Overhead of Storm Communication
Tuning Storm topologies isn't easy. Sure... if you have a topology that just does simple calculations, like my Disruption Detector - then it's easy. Almost deceptively simple. But if you have a topology whose bolts actually have to do something, then it gets a lot more complex. And the more they do, the more complex it becomes.
And one of the insidious things about Storm is the communication buffers. These are using memory not in the heap, so they have the ability to crush a box even if you are careful with the -Xmx4G settings to make sure you don't overload the box. No... these are tricky little beasts, and the conflicts raised by improper use of Kafka is really challenging.
The tradeoff is really one of connectivity versus balance. If the Kafka data is well-balanced across all boxes and all partitions, then you can simply default to using the :local-or-shuffle connectivity directive in your Storm topology, and you should be in good shape. This scheme says: If I have a bolt in the same worker, use it. If not, then look to others and balance accordingly.

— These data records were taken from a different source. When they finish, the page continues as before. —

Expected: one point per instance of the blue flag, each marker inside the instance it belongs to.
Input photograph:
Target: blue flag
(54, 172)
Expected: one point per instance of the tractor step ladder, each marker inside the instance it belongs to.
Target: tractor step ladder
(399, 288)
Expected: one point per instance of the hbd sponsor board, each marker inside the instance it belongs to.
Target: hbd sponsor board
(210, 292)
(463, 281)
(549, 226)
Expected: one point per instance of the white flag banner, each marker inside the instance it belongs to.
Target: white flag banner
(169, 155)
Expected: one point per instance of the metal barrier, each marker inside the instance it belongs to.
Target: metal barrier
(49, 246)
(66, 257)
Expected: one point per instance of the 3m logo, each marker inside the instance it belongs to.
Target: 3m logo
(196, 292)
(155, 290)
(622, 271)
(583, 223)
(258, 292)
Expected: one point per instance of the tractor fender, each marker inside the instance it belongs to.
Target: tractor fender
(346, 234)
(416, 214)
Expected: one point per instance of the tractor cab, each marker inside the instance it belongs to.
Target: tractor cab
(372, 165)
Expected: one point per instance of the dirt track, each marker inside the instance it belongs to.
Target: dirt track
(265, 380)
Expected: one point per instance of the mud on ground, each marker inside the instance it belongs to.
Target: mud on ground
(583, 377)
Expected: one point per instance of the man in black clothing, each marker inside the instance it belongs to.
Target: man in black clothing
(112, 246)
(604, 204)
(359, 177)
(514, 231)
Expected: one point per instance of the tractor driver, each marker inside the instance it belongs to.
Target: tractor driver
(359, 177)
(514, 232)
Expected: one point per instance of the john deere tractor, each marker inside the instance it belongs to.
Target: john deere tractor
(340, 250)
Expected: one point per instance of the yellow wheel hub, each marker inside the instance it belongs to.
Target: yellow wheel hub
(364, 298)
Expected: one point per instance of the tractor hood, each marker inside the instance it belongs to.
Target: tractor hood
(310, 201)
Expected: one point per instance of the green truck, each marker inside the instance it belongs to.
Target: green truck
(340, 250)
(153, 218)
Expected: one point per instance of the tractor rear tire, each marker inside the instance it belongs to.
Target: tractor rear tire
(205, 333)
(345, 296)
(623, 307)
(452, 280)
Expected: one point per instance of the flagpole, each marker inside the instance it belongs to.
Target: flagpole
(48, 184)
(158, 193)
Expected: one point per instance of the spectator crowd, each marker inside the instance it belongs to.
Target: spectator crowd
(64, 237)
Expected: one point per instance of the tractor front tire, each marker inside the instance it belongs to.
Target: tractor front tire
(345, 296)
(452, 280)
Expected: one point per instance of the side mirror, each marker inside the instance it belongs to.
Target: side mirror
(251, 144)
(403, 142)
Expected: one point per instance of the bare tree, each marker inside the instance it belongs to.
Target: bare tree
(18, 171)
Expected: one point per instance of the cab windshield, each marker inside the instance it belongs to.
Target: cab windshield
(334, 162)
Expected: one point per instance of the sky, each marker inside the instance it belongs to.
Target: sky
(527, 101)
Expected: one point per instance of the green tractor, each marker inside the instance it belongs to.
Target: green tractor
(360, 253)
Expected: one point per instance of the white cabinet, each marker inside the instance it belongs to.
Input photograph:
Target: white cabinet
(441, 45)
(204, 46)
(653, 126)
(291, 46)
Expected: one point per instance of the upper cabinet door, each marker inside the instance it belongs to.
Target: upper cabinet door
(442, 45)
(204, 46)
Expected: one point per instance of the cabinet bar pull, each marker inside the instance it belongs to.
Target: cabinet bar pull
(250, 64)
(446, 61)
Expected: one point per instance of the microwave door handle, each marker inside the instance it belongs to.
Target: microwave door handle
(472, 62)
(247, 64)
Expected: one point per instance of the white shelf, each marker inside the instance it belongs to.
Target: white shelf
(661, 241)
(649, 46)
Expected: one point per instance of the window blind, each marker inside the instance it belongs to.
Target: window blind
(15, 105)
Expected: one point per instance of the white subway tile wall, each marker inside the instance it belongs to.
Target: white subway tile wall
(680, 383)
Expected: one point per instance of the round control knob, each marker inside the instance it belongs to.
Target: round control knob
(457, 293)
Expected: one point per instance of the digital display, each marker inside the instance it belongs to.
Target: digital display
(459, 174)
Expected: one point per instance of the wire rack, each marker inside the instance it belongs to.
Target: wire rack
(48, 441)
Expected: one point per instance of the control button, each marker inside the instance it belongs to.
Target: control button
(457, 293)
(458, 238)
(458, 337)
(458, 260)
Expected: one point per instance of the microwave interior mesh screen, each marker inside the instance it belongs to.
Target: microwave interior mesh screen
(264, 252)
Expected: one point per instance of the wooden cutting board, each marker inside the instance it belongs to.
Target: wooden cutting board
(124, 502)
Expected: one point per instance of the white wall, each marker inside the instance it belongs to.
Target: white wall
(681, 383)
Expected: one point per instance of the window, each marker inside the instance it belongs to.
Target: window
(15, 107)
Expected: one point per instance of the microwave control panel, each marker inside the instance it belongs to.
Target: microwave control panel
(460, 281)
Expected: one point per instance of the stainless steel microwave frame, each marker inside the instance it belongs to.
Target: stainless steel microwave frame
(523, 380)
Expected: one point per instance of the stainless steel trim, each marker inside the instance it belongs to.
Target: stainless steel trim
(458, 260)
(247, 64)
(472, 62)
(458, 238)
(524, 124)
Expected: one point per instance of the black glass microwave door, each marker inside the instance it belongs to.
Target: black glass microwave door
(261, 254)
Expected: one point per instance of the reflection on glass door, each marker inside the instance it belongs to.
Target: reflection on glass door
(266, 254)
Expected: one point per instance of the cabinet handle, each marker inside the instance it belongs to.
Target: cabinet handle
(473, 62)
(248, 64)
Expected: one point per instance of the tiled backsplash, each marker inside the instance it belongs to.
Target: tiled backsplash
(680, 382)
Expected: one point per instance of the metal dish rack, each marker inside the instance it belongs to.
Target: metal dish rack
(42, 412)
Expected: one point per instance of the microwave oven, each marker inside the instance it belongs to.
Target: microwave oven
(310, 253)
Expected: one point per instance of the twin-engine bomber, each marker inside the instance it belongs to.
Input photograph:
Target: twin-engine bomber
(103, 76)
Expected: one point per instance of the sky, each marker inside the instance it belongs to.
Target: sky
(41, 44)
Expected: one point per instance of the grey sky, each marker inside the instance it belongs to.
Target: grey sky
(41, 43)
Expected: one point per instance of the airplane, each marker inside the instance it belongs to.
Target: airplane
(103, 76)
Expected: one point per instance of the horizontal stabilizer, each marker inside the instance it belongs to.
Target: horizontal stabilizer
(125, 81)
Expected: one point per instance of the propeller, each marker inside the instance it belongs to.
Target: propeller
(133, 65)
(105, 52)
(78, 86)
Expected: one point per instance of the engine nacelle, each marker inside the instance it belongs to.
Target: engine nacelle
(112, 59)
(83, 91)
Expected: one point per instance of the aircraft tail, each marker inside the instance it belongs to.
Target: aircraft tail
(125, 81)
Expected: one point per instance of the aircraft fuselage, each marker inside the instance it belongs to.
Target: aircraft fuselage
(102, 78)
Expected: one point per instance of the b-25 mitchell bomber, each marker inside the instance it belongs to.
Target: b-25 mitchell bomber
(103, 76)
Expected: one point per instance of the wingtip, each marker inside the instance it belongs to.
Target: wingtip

And it's that stickiness to the local worker that's the kicker.
If we have an unbalanced kafka cluster, then some of the readers will have more data to process than others, but with this affinity for the local bolts, the excess data will be queued up on the local bolts in the worker, and not get spread out in the cluster. This makes for an uneven distribution of work, and that's very bad.
But if we use the :shuffle directive then every message will be looking to balance out the load by checking all the similar bolts in the topology and messages will be moved from worker to worker, box to box, without regard for really the benefit of that movement. It's not like you can put in a Cost Function for the movement of n bytes - Oh... that would be sweet.
So what happens is that you end up having multi-GB communication buffers on all boxes, and that can crush a system. So you have to be careful - you can't remove all the :shuffle directives - especially if you have an unknown - and potentially unbalanced - kafka source. But you can't have too many of them, either.
Finding the right topology when you're doing real work, is not trivial.